With the fall foliage on view, it would probably be difficult to find another place we like as well, so we probably will go with the idea of drinks/toasting before dinner, non-alcoholic drinks with dinner (plenty of time to be fine to drive), then maybe a bottle of sparkling cider in the room. :slight_smile:

It’s about personal choice, IMO. (While also acknowledging that human society and the imbibing of alcoholic beverages go back a long way.)

I’d cancel, not because I’m overly attached to having alcohol available, but because I hate being deceived. Having wine in a B&B is so common that I’d feel like omission of the policy on the website was deliberate, counting on people to not want to cancel their reservations at a place they wouldn’t have even have considered if they’d known the policy in advance.

I’d just break the rule and not worry about it.

What are you talking about? There’s nothing in this thread that indicates anyone feels this way. Keep your super negative thoughts about alcohol somewhere else. This is about a yearly special anniversary toast, and sorry but toasts are often or even usually done with alcohol.

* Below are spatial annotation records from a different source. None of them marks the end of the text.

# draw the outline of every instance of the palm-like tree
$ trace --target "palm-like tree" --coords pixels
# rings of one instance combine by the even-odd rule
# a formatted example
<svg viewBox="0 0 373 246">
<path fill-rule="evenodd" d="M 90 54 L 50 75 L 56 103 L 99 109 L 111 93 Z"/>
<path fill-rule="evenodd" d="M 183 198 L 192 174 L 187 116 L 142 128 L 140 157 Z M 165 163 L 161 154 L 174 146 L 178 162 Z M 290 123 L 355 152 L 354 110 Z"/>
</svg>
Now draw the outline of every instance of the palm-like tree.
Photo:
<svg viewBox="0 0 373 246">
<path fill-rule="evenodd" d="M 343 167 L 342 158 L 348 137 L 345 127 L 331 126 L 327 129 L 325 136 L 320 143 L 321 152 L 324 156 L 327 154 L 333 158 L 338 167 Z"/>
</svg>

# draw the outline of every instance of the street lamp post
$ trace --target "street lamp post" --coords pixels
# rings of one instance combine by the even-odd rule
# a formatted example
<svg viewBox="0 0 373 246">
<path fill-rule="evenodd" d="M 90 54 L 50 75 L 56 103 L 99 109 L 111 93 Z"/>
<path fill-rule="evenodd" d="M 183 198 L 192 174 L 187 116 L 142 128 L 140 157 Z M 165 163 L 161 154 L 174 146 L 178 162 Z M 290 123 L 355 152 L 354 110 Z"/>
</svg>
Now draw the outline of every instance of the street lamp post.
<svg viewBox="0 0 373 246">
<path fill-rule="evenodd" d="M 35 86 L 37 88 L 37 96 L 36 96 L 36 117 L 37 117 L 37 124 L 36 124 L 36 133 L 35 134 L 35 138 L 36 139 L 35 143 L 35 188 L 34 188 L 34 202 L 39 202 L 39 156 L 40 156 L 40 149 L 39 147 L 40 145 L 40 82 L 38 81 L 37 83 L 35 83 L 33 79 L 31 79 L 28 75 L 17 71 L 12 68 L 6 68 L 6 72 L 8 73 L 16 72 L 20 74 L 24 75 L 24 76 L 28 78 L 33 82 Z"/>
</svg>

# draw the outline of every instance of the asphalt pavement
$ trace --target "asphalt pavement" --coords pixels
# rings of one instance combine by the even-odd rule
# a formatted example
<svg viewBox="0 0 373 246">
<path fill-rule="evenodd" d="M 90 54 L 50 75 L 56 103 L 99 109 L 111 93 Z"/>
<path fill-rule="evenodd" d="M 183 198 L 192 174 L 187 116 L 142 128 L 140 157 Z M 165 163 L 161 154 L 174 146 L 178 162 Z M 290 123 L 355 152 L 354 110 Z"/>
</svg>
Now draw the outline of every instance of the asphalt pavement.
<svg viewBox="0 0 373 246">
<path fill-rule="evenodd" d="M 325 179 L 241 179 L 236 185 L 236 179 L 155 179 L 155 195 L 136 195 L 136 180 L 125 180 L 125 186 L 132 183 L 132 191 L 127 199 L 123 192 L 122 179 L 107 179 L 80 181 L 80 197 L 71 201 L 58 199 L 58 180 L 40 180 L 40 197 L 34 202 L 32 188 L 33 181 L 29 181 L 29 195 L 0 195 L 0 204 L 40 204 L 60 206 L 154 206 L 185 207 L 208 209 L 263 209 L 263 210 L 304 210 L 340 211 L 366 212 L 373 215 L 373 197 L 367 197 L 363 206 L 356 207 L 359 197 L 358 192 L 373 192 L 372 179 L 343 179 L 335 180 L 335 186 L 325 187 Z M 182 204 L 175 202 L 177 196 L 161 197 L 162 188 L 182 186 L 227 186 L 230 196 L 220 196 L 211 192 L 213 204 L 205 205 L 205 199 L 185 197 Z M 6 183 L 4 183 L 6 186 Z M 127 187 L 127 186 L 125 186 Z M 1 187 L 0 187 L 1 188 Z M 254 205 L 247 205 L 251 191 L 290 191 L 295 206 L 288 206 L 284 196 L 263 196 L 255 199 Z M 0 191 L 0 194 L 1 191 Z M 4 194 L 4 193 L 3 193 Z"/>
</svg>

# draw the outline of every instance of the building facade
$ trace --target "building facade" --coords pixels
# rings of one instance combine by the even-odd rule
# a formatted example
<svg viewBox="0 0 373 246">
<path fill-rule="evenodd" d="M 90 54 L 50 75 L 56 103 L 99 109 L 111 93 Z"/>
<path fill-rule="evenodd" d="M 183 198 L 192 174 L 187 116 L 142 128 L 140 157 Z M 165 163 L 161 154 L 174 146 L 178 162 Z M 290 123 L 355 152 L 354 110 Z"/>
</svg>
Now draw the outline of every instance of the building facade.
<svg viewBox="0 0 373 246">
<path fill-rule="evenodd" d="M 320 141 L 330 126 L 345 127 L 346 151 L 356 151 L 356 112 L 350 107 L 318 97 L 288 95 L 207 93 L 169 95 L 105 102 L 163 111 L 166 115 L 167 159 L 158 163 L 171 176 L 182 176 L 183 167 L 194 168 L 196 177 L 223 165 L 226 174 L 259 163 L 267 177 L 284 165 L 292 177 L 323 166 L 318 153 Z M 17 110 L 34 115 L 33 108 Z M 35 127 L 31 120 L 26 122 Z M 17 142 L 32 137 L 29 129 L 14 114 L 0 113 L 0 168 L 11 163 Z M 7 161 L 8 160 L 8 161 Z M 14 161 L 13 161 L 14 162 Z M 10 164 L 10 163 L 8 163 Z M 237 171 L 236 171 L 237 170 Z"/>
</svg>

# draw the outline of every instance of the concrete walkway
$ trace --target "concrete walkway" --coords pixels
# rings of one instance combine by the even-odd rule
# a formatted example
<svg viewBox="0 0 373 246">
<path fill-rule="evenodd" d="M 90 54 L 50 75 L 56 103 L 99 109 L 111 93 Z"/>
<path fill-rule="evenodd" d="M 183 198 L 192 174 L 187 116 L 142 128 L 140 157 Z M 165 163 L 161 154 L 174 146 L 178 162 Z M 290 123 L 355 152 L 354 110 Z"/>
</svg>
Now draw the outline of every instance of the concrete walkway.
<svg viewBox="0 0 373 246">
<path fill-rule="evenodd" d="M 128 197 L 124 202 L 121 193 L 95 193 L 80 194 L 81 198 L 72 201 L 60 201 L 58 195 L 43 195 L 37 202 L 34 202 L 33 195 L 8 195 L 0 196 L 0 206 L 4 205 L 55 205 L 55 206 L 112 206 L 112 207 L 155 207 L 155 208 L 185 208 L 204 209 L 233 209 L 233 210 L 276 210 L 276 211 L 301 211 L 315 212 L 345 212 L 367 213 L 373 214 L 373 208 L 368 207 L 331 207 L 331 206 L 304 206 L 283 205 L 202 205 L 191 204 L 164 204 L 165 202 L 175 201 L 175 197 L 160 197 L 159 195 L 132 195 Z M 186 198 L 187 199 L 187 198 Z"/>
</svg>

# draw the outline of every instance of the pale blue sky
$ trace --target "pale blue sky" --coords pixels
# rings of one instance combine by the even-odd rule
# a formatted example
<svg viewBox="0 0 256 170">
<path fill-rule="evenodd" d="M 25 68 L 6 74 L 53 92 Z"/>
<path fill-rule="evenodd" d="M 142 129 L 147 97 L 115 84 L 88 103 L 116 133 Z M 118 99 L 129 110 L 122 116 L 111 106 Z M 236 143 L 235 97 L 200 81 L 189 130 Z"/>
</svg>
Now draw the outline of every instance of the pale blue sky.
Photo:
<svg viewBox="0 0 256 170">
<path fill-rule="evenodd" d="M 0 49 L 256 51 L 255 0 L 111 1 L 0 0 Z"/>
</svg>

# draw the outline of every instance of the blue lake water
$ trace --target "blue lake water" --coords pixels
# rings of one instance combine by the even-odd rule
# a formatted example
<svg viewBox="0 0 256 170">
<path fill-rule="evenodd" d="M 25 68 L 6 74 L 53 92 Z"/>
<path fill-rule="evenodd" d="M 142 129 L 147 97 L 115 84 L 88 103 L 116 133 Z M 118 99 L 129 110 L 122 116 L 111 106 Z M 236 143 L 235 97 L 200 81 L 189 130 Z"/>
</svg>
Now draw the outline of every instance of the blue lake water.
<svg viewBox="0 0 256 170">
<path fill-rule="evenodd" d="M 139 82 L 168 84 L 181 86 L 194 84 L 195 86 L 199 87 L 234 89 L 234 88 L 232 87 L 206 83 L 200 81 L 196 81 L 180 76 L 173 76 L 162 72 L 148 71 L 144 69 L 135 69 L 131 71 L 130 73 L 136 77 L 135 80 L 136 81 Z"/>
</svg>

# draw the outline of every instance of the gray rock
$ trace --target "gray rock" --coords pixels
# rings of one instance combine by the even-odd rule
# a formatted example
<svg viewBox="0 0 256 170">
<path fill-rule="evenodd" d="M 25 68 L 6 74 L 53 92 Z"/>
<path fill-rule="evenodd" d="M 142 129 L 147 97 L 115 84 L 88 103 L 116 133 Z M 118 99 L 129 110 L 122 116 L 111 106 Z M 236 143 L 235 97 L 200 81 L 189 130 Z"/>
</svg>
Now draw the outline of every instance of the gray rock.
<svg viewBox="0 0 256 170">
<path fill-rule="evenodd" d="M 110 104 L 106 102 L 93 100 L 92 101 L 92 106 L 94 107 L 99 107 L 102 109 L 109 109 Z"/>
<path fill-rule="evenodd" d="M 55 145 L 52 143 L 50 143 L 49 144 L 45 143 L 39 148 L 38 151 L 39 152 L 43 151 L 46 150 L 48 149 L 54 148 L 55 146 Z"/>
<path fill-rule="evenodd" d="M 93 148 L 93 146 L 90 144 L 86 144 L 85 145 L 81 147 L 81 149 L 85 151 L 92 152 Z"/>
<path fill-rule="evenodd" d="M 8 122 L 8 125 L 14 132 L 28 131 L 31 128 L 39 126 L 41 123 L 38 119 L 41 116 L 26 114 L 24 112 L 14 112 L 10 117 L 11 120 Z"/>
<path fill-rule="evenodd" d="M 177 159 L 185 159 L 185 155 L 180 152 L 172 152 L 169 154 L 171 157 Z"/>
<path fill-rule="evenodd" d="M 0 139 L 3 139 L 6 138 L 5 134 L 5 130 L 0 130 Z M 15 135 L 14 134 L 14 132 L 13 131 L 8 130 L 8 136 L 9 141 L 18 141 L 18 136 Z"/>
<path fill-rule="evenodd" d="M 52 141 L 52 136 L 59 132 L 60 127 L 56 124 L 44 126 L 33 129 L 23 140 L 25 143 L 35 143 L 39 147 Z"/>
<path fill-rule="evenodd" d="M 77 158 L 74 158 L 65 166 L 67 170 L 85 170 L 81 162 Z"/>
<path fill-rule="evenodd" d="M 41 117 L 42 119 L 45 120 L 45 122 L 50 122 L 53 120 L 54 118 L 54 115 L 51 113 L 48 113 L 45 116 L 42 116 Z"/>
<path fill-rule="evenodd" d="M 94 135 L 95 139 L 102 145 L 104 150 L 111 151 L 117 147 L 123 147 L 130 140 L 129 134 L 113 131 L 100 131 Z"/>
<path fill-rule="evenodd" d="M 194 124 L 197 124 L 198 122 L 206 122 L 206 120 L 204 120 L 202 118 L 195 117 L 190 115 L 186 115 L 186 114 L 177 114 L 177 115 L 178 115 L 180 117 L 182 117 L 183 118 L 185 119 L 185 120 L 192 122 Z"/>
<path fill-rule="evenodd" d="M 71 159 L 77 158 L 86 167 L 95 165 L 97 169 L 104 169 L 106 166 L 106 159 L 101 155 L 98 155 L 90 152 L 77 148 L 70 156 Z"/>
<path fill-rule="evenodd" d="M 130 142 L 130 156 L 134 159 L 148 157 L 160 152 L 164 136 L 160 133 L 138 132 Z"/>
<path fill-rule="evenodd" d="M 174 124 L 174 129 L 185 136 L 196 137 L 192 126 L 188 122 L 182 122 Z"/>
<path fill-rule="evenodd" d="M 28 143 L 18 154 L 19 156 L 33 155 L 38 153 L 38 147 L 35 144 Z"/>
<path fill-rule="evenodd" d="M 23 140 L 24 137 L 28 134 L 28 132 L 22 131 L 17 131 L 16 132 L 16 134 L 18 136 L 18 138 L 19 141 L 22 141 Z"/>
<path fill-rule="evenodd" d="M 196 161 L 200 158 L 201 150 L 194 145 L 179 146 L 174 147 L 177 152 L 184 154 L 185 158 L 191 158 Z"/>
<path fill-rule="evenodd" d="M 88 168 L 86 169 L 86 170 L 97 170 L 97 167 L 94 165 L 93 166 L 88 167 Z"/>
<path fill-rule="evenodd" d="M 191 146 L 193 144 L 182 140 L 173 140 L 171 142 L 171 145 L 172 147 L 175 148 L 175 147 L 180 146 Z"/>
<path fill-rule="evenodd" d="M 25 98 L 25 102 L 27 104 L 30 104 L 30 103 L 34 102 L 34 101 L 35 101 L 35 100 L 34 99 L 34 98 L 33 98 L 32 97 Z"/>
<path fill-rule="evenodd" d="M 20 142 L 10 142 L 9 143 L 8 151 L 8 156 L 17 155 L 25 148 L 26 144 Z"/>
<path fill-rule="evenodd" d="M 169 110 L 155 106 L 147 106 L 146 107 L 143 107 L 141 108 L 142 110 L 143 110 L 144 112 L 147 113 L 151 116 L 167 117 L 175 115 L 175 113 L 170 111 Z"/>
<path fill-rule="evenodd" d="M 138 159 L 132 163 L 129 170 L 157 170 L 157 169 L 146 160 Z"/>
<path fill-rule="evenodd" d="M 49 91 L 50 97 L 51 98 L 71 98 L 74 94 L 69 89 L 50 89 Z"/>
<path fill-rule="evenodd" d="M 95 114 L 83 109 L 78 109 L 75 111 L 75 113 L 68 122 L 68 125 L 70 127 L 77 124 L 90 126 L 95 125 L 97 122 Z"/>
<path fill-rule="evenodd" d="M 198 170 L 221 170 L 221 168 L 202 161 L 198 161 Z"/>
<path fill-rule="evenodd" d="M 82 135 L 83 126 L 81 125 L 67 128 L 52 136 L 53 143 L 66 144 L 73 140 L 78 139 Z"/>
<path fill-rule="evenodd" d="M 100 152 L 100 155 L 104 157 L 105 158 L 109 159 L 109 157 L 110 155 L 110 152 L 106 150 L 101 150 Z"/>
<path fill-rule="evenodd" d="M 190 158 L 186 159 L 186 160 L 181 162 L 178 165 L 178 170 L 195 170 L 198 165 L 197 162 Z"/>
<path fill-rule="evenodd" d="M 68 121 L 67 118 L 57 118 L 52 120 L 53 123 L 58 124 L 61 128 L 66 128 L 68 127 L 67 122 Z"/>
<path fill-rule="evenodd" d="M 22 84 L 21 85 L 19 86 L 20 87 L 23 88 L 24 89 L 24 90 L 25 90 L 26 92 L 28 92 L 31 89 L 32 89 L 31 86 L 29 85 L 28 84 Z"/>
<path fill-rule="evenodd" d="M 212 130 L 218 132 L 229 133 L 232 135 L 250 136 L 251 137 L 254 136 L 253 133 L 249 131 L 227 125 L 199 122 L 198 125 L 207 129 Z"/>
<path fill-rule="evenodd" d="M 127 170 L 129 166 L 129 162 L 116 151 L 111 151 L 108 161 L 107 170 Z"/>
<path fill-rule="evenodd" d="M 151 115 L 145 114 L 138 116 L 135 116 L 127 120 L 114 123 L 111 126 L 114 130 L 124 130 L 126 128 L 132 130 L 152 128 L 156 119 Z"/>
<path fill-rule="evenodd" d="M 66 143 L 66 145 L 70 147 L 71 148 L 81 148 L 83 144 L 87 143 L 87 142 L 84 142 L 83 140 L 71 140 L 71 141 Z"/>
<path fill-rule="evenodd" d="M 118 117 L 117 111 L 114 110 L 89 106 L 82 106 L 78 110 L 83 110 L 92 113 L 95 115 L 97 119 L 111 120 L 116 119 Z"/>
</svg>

I say rebook elsewhere if at all possible. If it isn’t possible because you don’t have enough time then sneak in a small bottle and don’t say a word about it.


Well, to be fair, the OP also said she wanted to bring a bottle of vodka, so their drinking plans involved more than an anniversary toast.

Heh, that stuck out at me too. I wonder if the owners normally don’t mind a bottle of wine or such, but got nervous when informed by potential guests that they would be bringing along a bottle of vodka for their entertainment.

Sure, but she also said it’s not like either of them can’t live without it.

Personally, if I have a bottle of vodka it’ll last months unless I have a party or something, vodka alone doesn’t indicate they’re planning to get sloshed.

ETA: Personally, I would either cancel, and explain why, or not bring the alcohol at all.

It IS an odd rule for a B&B or any hotel-like establishment, so it’s something they’ll probably want to disclose on the website. Honestly, I wouldn’t even have thought to ask if I was allowed to bring a bottle of wine into my room at any hotel.

In the OP she said vodka OR champagne. And even if it were both, who cares? The comment still really was not warranted. Sorry if some people don’t like that special occasions and their celebrations often involve alcohol. If you don’t like it, go back in time and change it.